Science

DNA from 1836 specimen confirms Himalayan pangolin as its own species

Researchers say Manis aurita is distinct from the Chinese pangolin, a finding that could sharpen anti-poaching and conservation work.

Priya Raghavan

By Priya Raghavan · Science Reporter

3 min read

DNA from 1836 specimen confirms Himalayan pangolin as its own species
Photo: Phys.org

Scientists have confirmed that a Himalayan pangolin long grouped with the Chinese pangolin is a separate species, according to a study published in Communications Biology. The finding matters for conservation because pangolins are heavily trafficked for their scales, and identifying the exact species can help authorities trace poaching pressure more precisely.

The species is named Manis aurita, according to the research team, which included scientists from the Field Museum, Nepal Engineering College at Pokhara University, Guangzhou University and the Guangdong Academy of Forestry. The team said the animal occurs in the Himalayan foothills, including parts of Nepal, India, Bhutan and Myanmar.

The conclusion drew on both anatomy and DNA, including genetic material recovered from a nearly 190-year-old specimen held by the Natural History Museum in London, according to the researchers. That specimen dates to 1836 and served as a key reference point for settling the animal’s scientific name.

An old name returns

Researchers had already reported in 2025 that the animals commonly treated as Chinese pangolins were more than one species, according to the study. That work used the name Manis indoburmanica for the Himalayan form.

But scientific naming rules give priority to the earliest valid name, the researchers said. Because Manis aurita had been described in 1836 and later treated as a subspecies of the Chinese pangolin, the new DNA evidence showed that the Himalayan animals match the older name.

Kai He of Guangzhou University said the central taxonomic question was whether the 2025 name and the older aurita referred to the same animal, according to the Field Museum account of the study. Sequencing DNA from the London museum specimen gave the team the evidence needed to answer that question.

Anderson Feijó, a mammal curator at the Field Museum and a co-corresponding author of the study, said the Himalayan pangolin differs from the Chinese pangolin in several visible ways. According to Feijó, the Himalayan species has a larger body, a longer tail and smaller ears.

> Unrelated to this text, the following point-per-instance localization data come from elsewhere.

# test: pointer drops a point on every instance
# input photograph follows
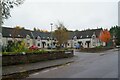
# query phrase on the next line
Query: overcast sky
(75, 14)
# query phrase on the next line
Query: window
(47, 44)
(38, 44)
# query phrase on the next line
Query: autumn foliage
(105, 36)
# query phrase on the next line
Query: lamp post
(51, 35)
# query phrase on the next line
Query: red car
(33, 47)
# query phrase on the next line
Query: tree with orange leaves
(105, 36)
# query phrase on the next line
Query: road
(87, 65)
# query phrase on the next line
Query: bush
(17, 46)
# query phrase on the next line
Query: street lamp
(51, 35)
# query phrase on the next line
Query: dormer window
(80, 36)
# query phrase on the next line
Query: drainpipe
(33, 38)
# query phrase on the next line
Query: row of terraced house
(86, 38)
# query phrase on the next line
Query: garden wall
(15, 59)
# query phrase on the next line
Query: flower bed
(29, 57)
(94, 50)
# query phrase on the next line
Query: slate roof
(6, 32)
(44, 35)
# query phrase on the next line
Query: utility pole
(51, 36)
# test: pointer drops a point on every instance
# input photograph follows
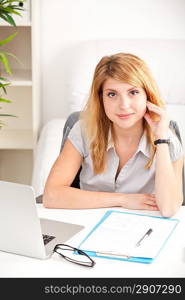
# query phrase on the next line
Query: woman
(129, 156)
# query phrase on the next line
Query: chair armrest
(46, 152)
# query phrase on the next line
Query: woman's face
(124, 104)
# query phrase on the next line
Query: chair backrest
(74, 117)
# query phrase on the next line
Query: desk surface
(169, 263)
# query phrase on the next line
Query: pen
(143, 237)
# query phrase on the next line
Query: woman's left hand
(161, 126)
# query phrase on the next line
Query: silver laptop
(21, 230)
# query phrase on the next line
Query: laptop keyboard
(47, 238)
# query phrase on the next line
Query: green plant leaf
(8, 39)
(3, 79)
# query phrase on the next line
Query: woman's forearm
(74, 198)
(167, 190)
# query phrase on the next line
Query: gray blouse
(132, 178)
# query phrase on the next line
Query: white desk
(170, 262)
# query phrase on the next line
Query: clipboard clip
(113, 254)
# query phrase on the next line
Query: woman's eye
(111, 94)
(134, 92)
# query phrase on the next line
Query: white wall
(65, 22)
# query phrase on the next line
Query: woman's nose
(124, 102)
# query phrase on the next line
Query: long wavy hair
(127, 68)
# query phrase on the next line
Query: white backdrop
(66, 22)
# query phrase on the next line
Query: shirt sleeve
(176, 148)
(77, 139)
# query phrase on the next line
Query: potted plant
(8, 8)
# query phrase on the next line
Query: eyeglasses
(68, 252)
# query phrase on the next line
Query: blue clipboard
(126, 258)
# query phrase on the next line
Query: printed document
(119, 234)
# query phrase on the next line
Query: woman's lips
(125, 116)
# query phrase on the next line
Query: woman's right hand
(140, 201)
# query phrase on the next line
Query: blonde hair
(127, 68)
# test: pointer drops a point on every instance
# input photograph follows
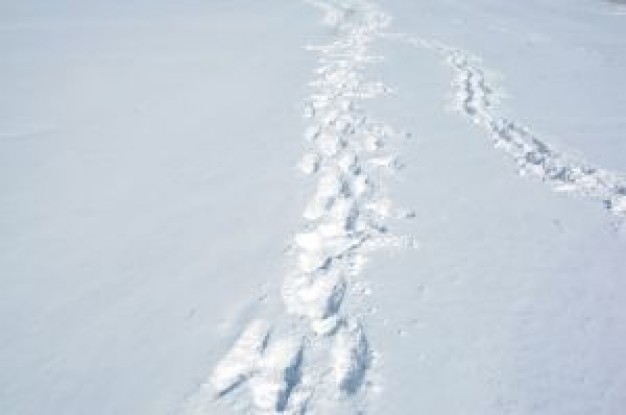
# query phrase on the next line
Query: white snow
(313, 207)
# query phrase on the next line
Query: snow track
(476, 99)
(321, 359)
(317, 357)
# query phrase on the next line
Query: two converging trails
(319, 356)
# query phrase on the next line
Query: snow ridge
(322, 360)
(475, 99)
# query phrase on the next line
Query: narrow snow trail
(316, 356)
(319, 356)
(476, 99)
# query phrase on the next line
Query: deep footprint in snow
(324, 348)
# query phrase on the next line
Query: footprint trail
(476, 99)
(322, 358)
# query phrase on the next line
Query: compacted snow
(313, 207)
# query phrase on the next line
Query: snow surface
(313, 207)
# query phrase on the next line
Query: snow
(326, 206)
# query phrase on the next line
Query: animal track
(476, 99)
(344, 220)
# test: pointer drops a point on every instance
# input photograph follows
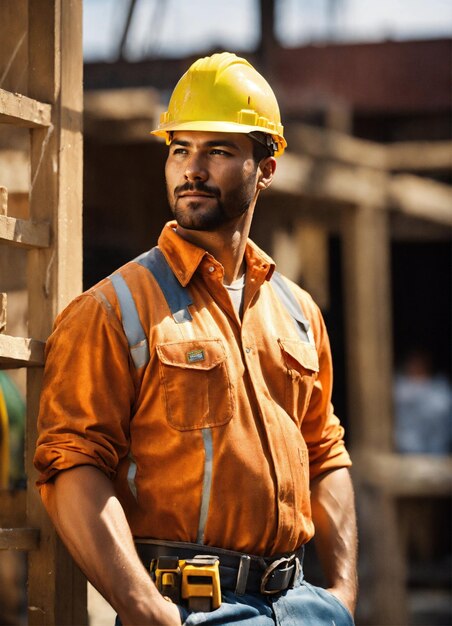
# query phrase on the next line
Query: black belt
(239, 572)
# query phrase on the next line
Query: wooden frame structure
(361, 183)
(52, 109)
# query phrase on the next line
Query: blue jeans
(304, 605)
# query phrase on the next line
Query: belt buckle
(287, 561)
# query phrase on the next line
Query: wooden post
(366, 249)
(57, 590)
(3, 304)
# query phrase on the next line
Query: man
(186, 398)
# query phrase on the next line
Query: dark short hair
(263, 145)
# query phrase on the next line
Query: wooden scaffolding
(41, 55)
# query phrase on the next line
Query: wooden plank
(14, 170)
(338, 182)
(421, 198)
(20, 352)
(331, 145)
(383, 582)
(24, 539)
(335, 146)
(23, 111)
(24, 233)
(417, 475)
(366, 261)
(419, 156)
(3, 303)
(56, 587)
(3, 201)
(12, 508)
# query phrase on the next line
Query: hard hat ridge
(223, 93)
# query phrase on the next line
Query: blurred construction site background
(360, 215)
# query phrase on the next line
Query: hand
(345, 596)
(172, 617)
(165, 613)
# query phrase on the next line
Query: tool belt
(241, 573)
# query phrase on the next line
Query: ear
(267, 169)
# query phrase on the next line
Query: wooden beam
(3, 201)
(366, 262)
(419, 156)
(12, 508)
(14, 170)
(331, 181)
(320, 143)
(23, 111)
(56, 587)
(335, 146)
(3, 303)
(421, 198)
(24, 539)
(24, 233)
(20, 352)
(417, 475)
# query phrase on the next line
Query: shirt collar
(184, 257)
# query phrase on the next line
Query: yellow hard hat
(223, 93)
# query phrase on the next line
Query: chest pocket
(195, 383)
(302, 365)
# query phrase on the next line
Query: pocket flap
(203, 354)
(302, 353)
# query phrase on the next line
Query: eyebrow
(225, 143)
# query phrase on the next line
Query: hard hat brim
(212, 126)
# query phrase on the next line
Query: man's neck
(227, 246)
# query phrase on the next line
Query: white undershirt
(236, 292)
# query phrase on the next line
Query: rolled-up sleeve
(321, 428)
(87, 391)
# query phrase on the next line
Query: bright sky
(178, 27)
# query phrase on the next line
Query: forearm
(92, 524)
(333, 511)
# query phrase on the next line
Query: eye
(220, 152)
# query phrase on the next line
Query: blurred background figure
(423, 407)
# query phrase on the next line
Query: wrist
(346, 594)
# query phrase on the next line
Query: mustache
(197, 186)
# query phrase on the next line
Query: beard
(194, 215)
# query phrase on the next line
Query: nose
(195, 169)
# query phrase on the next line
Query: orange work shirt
(216, 438)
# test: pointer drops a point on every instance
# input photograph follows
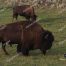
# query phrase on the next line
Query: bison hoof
(7, 53)
(44, 52)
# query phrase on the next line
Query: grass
(50, 20)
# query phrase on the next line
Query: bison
(25, 10)
(33, 37)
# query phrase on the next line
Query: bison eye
(46, 36)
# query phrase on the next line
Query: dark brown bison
(33, 37)
(25, 10)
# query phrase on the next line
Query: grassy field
(51, 20)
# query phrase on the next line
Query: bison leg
(3, 47)
(25, 51)
(18, 48)
(15, 16)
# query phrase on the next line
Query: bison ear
(46, 36)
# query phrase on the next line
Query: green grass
(50, 20)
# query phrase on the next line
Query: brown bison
(25, 10)
(34, 37)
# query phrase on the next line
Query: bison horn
(46, 36)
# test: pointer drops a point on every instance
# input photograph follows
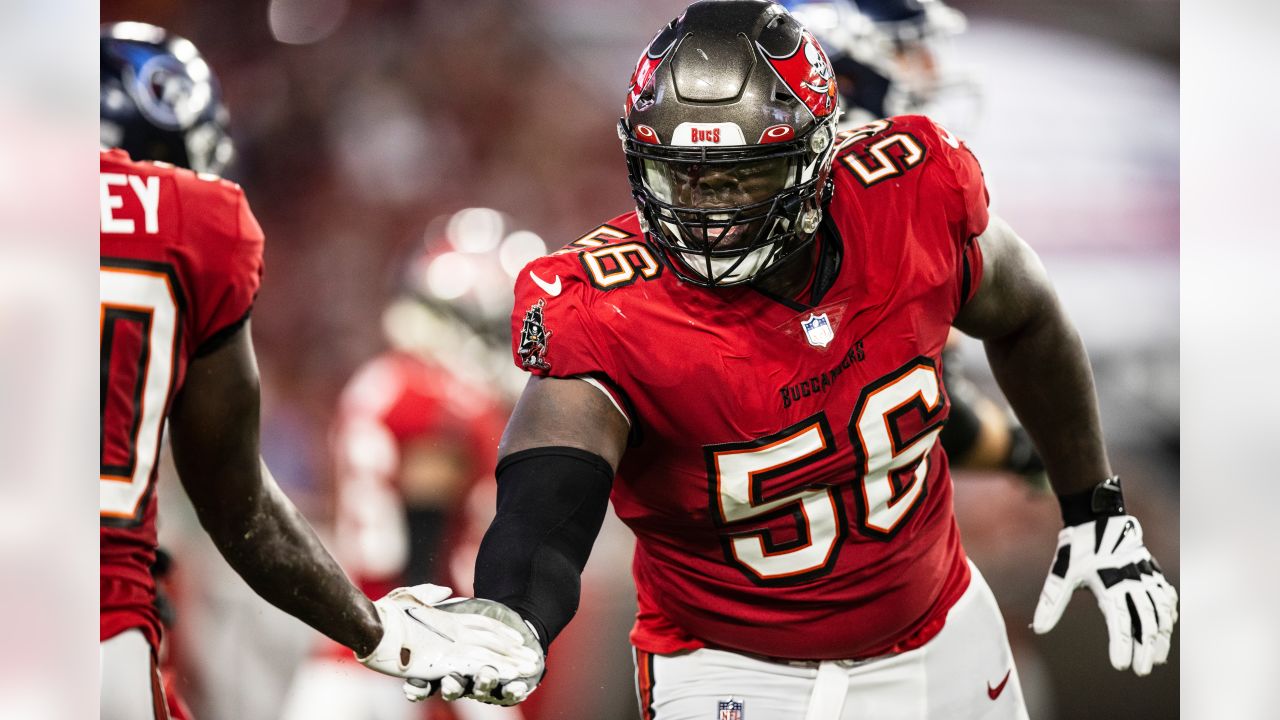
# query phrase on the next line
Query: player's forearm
(269, 543)
(1043, 370)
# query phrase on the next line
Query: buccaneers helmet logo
(807, 72)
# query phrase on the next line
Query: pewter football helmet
(728, 132)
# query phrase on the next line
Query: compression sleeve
(551, 506)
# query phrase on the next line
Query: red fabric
(700, 368)
(208, 244)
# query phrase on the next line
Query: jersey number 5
(137, 337)
(890, 472)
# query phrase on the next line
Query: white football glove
(485, 687)
(421, 641)
(1141, 607)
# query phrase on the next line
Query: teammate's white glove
(421, 641)
(1141, 607)
(485, 687)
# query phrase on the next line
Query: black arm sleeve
(551, 505)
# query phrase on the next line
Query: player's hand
(1141, 607)
(421, 641)
(487, 686)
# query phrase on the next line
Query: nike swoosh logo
(1128, 527)
(993, 692)
(949, 139)
(548, 287)
(425, 624)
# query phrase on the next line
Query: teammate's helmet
(159, 100)
(894, 67)
(728, 132)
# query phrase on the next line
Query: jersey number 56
(890, 473)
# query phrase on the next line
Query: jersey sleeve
(958, 181)
(231, 263)
(554, 327)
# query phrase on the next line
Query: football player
(749, 364)
(181, 264)
(890, 57)
(883, 54)
(415, 434)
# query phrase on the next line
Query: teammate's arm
(214, 429)
(1040, 363)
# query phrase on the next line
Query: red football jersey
(784, 479)
(181, 264)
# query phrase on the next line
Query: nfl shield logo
(730, 710)
(817, 329)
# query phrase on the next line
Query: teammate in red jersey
(181, 264)
(750, 365)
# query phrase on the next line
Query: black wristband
(1102, 500)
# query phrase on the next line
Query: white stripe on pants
(952, 677)
(129, 679)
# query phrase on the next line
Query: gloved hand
(1141, 607)
(485, 687)
(421, 641)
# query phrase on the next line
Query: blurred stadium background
(359, 122)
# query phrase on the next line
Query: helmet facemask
(728, 215)
(730, 135)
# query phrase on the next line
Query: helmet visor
(718, 208)
(700, 186)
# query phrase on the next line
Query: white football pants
(964, 673)
(131, 686)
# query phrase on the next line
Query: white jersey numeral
(739, 473)
(147, 300)
(888, 479)
(894, 468)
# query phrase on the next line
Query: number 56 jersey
(181, 260)
(784, 481)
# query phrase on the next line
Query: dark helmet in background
(159, 99)
(728, 131)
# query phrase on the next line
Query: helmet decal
(167, 94)
(645, 133)
(708, 133)
(807, 73)
(777, 133)
(648, 64)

The study also found that the Himalayan pangolin and the Chinese pangolin occupy separate geographic ranges, according to the researchers. For endangered animals targeted by poachers, the team said, knowing where one species ends and another begins can shape how protection plans are designed.

Forensics and conservation

Pangolins are mammals found in Africa and Asia, and their scales have made them a major target of illegal wildlife trade, according to the Field Museum. The researchers said pangolins are considered the world’s most trafficked mammals and face a high risk of extinction.

Feijó said wildlife markets often contain scales rather than whole animals, which makes species identification difficult. The DNA work described in the study could allow conservation scientists to test seized scales, identify which pangolin species they came from and connect them to regions where poaching may be concentrated.

The researchers said that information could help enforcement agencies focus on areas under pressure and help conservation programs avoid moving the wrong species into a recovery area. Feijó said clearer species boundaries could prevent, for example, Chinese pangolins from being released in Nepal because the two animals had been confused.

The study also underscores the role of museum collections, according to the research team. Feijó said older specimens allow scientists to sample more individuals across a species’ range, which is especially useful when the animals are rare in the wild and fresh material is hard to obtain.

The paper, “Revalidation of Manis aurita based on integrative genomic and morphological evidence,” was published in Communications Biology, according to the journal listing cited by the Field Museum.

This story draws on original reporting from Phys.org.